Dominoes are the building blocks of many games that involve setting up and knocking over lines of tiles. But these small, rectangular pieces of wood, often referred to as bones, cards, men, or pieces, can also be used for art projects, or even to build 3D structures like towers and pyramids.
Lily Hevesh began playing with dominoes when she was 9 years old, and by age 10, her collection had grown significantly. She started posting videos of her creations on YouTube, and now she has more than 2 million subscribers. Her projects include straight and curved lines, grids that form pictures when they fall, and intricate designs built from thousands of dominoes.
But Hevesh doesn’t just set her dominoes up and let them tumble—she relies on science to create the amazing displays she’s known for. One physical phenomenon in particular is essential for her projects: gravity. This force pulls a knocked-over domino toward Earth, which in turn sends it crashing into the next tile and setting off a chain reaction.
When a domino is set up, the ends that face the ground are marked with an arrangement of spots or pips, which determine its value and indicate how it should be placed in the layout. Each domino is typically twice as long as it is wide, which allows players to re-stack them after use. A domino that has a number on both ends is called a double, while the other end can either be blank or have another number if the set contains more than one type of tile.
For most domino games, a player must place a domino so that it touches an edge of the previous tile and extends past the end of the line of dominoes. Then, in a turn, the player must play another domino over that one, positioning it so that its end touches an open end of the previous tile and extends past that edge. The players continue this process until the entire domino chain is complete, and the last domino remains unbroken, touching the ground.
To avoid cheating, the tiles in a domino set are mixed up before each round of play. Each player draws a hand of tiles, which are then laid out in front of him or her. The tiles must remain in this position until the player is ready to place his or her hand, at which time the player will reposition them in the desired position.
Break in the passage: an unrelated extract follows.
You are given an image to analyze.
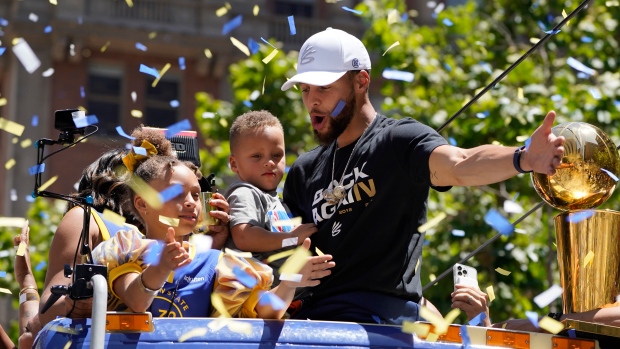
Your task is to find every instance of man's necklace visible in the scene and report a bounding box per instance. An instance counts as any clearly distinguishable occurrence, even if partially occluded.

As a result, the pieces will have varying degrees of friction with each other and the surface on which they are resting. The movement of the dominoes causes a conversion of some energy into heat and sound, but most of the energy is transferred by the gravitational force acting on them. The first domino that falls takes a little bit of the potential energy from the other dominoes to push over them, but once it begins falling, the remaining energy becomes available for other actions.